Friday, October 09, 2015

Parallettes One, Level B, Phase 1: Week 17 Report

Progress on Workout 1 Exercises 


Plank Push-Ups - 9 reps max

Plank Jump to Dip -  12 reps/set

Battle Rams, Version 2 - 10 reps/max.  Back to the Phase 1 version.

Tuck Hold - 7 sec. hold per leg when keeping one leg tucked and extending the other as far forward as possible.

Mt. Climber Holds -  12 reps max.

Progress on Workout 2 Exercises


Tuck Swing to Top Plank - 10 reps max.

Tuck Shoulder Stand Hold - Initiated each hold from Tuck Hold, walking the feet back, then getting into Tuck Shoulder Stand.  This is the same as the Assisted Tuck Hold to Tuck Shoulder Stand in Rings One, Level A, Phase 2.  I also worked on increasing the angle of my torso in relation to the ground, so that my hips and feet would be higher.  12 sec. max hold.

Tuck Swings - 12 reps.

Assisted Inverted Presses -  12 reps max

Dive Bombers Standard - 10 reps.

I'm satisfied with the progress I've made in 17 weeks of training in Parallettes One, except for the L-Sit, which continues to elude me.  It was very satisfying to achieve a true shoulder stand, as well as improved pressing strength.

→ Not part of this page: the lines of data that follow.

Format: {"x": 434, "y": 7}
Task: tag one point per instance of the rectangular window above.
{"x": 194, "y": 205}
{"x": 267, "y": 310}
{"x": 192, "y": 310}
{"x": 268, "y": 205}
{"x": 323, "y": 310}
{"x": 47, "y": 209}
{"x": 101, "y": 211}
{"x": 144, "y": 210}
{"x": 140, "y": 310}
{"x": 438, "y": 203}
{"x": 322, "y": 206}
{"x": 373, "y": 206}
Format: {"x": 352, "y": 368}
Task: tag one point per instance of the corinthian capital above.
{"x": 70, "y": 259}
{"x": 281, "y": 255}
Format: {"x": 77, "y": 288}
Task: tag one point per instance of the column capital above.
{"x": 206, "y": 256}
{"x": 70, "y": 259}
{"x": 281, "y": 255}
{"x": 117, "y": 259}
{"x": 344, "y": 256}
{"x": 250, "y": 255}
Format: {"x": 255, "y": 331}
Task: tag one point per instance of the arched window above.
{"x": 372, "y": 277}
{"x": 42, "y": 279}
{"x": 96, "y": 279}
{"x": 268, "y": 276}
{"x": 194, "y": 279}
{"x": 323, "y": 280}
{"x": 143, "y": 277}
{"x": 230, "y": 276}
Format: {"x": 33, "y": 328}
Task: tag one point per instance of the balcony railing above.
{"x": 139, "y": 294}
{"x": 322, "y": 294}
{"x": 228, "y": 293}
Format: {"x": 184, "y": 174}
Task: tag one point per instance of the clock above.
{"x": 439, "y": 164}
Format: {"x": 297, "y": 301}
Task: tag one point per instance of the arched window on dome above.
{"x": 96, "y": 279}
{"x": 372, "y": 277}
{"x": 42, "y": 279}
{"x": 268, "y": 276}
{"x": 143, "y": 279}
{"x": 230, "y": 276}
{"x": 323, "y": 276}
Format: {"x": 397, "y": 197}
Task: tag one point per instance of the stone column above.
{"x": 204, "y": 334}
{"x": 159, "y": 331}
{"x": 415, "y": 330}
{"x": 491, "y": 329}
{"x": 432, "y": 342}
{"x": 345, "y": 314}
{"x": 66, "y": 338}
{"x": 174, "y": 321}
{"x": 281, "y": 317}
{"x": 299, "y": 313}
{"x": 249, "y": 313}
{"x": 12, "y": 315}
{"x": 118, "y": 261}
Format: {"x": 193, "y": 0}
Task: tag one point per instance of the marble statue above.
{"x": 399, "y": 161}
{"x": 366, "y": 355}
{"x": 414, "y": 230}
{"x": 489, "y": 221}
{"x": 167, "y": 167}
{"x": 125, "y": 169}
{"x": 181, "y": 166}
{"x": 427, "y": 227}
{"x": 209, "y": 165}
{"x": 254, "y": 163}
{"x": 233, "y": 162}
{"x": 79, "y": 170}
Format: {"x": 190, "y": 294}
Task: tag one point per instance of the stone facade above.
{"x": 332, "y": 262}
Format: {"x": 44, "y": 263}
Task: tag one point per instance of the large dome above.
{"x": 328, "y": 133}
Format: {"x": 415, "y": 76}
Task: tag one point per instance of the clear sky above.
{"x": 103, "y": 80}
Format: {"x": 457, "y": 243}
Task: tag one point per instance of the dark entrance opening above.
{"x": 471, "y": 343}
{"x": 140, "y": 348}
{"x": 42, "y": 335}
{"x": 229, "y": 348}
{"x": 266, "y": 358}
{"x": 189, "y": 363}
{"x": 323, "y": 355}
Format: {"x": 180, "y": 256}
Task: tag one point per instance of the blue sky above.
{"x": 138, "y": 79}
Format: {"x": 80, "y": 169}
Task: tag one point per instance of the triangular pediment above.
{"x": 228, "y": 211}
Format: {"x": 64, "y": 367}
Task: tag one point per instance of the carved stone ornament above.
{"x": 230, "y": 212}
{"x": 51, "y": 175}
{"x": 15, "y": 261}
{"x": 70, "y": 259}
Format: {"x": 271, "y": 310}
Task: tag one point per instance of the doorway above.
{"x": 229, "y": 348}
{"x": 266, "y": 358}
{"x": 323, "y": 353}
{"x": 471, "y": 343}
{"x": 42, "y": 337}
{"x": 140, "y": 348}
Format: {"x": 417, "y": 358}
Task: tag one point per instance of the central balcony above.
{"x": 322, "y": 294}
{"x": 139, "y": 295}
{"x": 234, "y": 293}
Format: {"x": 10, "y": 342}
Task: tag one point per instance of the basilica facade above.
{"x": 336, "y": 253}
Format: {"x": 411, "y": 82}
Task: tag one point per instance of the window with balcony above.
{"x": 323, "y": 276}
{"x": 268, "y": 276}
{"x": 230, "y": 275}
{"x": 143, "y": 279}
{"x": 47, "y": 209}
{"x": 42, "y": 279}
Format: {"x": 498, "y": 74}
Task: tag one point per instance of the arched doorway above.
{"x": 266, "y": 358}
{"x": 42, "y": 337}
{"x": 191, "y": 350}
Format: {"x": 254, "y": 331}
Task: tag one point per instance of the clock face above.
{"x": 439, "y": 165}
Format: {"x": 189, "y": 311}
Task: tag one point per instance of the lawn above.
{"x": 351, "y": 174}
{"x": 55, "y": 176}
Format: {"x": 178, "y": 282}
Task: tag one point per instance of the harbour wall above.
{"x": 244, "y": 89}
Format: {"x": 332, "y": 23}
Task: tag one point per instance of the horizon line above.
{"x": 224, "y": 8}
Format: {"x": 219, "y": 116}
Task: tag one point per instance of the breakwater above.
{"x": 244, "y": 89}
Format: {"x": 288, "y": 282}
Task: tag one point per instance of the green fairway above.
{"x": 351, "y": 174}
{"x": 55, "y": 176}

That said, I plan to switch back to Rings One next week.  Not being able to do an L-Sit is holding me back from progressing to Phase 2 in Parallettes One - Phase 2 includes two exercises that cannot be done if one cannot do an L-Sit.  By switching back to Rings One, I have a much wider range of exercises on which I can progress while continuing to work on my L-Sit.  I'd also like to work on my pulling strength again.  Rings One trains this more intensely than Parallettes One.

Sunday, October 04, 2015

Parallettes One, Level B, Phase 1: Week 16 Report

Before this week of training, I fell off my bike and bruised my knee and my forearm in a couple of places.

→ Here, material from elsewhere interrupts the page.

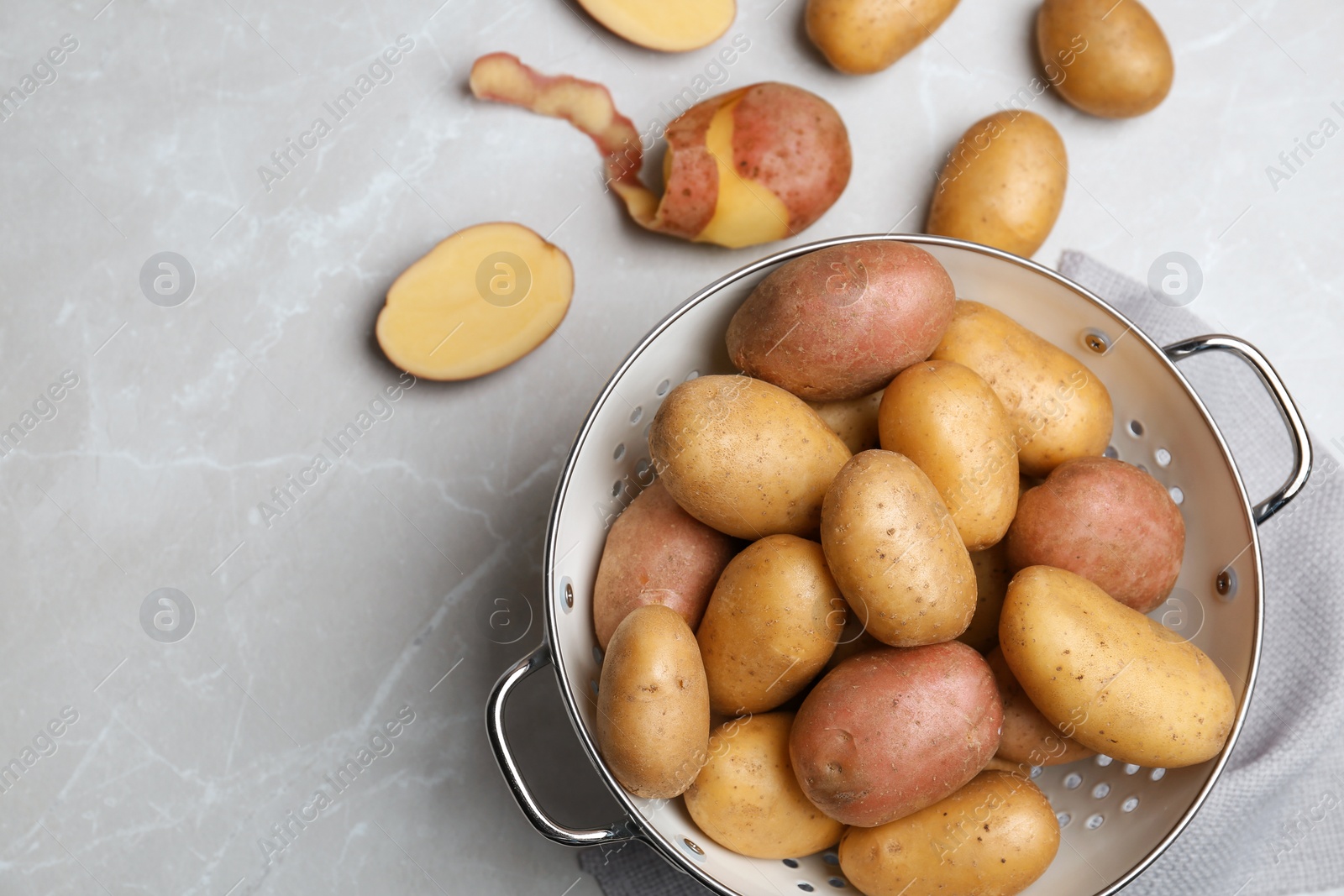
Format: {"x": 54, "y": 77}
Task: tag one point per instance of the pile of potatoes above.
{"x": 860, "y": 618}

On the other hand, I finished this week achieving a long-elusive goal - a real shoulder stand, feet completely off the ground and all.  It took me a while to build the strength to do it, but finding the balance point was also key.  If too much of my weight is forward, I'll do a sloppy cartwheel.  If too much of it is back, my feet will be stuck on the floor.

Progress on Workout 1 Exercises 


Plank Push-Ups - 8 reps max

Plank Jump to Dip -  10 reps/set

Battle Rams, Version 1 - 12 reps/max.  This is actually the Phase 2 version, because of the knee bruise, so I was up on my toes with a straight body, instead of working on my knees. 

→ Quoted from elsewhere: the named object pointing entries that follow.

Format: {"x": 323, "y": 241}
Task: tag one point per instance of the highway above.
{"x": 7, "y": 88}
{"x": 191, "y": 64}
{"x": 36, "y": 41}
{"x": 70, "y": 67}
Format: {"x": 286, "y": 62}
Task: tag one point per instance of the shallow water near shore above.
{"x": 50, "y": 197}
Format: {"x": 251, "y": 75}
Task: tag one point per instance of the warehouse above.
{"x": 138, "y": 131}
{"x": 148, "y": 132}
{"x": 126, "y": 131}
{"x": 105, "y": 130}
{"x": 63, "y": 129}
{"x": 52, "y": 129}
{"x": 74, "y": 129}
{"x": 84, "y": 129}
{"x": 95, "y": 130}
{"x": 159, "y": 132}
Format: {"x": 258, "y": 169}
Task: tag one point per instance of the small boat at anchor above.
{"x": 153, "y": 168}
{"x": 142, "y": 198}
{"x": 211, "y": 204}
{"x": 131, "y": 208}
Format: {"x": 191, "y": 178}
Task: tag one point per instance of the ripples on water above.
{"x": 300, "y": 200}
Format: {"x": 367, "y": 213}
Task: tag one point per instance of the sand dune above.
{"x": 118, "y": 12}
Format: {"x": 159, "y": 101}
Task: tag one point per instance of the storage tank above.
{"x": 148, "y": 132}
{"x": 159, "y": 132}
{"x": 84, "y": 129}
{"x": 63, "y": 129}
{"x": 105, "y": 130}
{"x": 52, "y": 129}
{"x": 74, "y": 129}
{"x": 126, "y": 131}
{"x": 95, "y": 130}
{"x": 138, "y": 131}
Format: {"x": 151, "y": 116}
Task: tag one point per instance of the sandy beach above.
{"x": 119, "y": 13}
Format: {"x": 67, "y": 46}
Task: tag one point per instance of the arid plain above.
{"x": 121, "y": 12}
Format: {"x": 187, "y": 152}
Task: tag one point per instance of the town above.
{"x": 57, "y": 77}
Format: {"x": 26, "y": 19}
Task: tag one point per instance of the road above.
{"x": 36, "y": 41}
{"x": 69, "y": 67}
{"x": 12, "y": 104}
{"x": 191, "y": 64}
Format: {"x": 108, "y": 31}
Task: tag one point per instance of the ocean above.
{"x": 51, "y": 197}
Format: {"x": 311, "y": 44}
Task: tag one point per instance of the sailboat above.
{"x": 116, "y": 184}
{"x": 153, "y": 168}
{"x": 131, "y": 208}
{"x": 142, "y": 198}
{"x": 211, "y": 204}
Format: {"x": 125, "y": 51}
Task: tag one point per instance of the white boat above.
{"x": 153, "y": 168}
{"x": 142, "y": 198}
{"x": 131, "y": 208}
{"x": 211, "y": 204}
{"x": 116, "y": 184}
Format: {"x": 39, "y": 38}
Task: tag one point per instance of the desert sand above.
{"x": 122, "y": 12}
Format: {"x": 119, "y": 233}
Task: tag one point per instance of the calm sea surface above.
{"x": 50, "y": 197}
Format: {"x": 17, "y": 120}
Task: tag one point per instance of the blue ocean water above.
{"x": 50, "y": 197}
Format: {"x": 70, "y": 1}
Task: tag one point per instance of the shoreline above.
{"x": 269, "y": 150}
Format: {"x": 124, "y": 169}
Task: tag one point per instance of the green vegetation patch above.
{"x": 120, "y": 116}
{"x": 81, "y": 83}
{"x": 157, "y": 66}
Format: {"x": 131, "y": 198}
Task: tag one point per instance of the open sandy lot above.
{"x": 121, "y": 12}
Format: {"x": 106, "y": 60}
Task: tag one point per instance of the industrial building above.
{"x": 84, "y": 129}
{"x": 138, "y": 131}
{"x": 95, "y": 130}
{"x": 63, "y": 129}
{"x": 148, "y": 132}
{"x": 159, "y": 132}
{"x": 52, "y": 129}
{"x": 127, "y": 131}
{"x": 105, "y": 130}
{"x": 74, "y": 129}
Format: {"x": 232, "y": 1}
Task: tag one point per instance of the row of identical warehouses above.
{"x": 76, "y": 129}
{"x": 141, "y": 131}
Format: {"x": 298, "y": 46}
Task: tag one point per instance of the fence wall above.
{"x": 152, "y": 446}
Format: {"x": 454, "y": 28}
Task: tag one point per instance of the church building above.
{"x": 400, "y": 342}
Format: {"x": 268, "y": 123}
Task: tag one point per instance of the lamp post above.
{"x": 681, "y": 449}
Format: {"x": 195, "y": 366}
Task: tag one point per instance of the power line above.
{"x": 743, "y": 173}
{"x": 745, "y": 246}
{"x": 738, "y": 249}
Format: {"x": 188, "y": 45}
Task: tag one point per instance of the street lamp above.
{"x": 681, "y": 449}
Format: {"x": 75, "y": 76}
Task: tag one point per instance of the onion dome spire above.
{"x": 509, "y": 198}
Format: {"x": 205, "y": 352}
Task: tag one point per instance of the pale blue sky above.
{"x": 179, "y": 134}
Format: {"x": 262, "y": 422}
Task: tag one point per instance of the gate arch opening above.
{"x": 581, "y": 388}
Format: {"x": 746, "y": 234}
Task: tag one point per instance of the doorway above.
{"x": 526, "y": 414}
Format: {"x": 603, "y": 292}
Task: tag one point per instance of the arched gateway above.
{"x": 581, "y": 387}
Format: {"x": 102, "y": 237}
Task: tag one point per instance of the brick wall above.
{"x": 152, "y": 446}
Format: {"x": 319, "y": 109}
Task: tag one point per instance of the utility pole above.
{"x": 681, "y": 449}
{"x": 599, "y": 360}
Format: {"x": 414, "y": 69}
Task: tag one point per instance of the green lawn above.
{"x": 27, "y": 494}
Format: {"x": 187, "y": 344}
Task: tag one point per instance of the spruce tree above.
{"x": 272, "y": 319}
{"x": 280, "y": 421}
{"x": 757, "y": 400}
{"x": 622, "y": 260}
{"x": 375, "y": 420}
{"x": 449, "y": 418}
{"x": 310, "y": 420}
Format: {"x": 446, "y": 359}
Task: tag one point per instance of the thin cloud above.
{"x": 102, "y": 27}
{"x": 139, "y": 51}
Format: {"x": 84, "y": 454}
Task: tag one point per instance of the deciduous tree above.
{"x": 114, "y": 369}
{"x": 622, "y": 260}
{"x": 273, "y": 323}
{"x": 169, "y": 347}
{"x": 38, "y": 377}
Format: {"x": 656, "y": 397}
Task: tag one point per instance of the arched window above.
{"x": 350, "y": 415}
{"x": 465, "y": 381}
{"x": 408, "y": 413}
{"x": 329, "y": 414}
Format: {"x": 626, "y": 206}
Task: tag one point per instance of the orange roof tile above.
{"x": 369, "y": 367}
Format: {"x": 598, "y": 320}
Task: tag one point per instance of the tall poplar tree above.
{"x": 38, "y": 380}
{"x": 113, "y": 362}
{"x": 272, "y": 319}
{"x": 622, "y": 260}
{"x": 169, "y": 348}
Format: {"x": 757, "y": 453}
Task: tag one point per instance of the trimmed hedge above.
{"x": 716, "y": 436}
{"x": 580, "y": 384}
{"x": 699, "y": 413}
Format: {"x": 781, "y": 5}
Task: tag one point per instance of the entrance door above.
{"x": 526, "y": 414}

Tuck Hold -  5 sec. per leg when keeping one leg tucked and extending the other as far forward as possible.

Mt. Climber Holds -  10 reps max.  

Progress on Workout 2 Exercises


Tuck Swing to Top Plank - 10 reps max.

One Leg Shoulder Stand Hold - Didn't have to do this anymore.  At the end of the week, I finally nailed a tuck shoulder stand on the parallettes.  I didn't quite have my feet as high off the floor as GMB's Ryan Hurst here, but I did get them completely off the floor.



Tuck Swings - 12 reps. 

Assisted Inverted Presses -  10 reps max

Dive Bombers Standard - 10 reps.

As I said in an earlier post:

One advice I have read is to change training programs once in a while.  I am considering switching back to Rings One.  It depends on which skill I achieve first on the parallettes:

a. Unsupported shoulder stand (both feet completely off the ground).  

b. Full L-sit

I achieved a. above first, but now I have bruises on one arm that will probably rub against the ring strap if I were to switch back to Rings One now - the same reason I switched from Rings One to Parallettes One.  Thus, the plan for now is to continue improving my parallette skills at Level B, Phase 1, with the exception of the One Leg Shoulder Stand Hold, which I have already surpassed.  What I plan to do there is work on the transition between the Tuck Sit and the Tuck Shoulder Stand, which is pretty much the move that I was unable to execute on the rings when I was training under Rings One.  If I can perform the movement without my feet touching the floor, I'll just repeat the movement for reps.  If I have to walk my feet on the floor between the Tuck Sit and the Tuck Shoulder Stand, then I'll work on holding the shoulder stand for time (about 10 sec.) then try lowering  out of that into Tuck Sit without the feet touching the floor before taking my rest interval.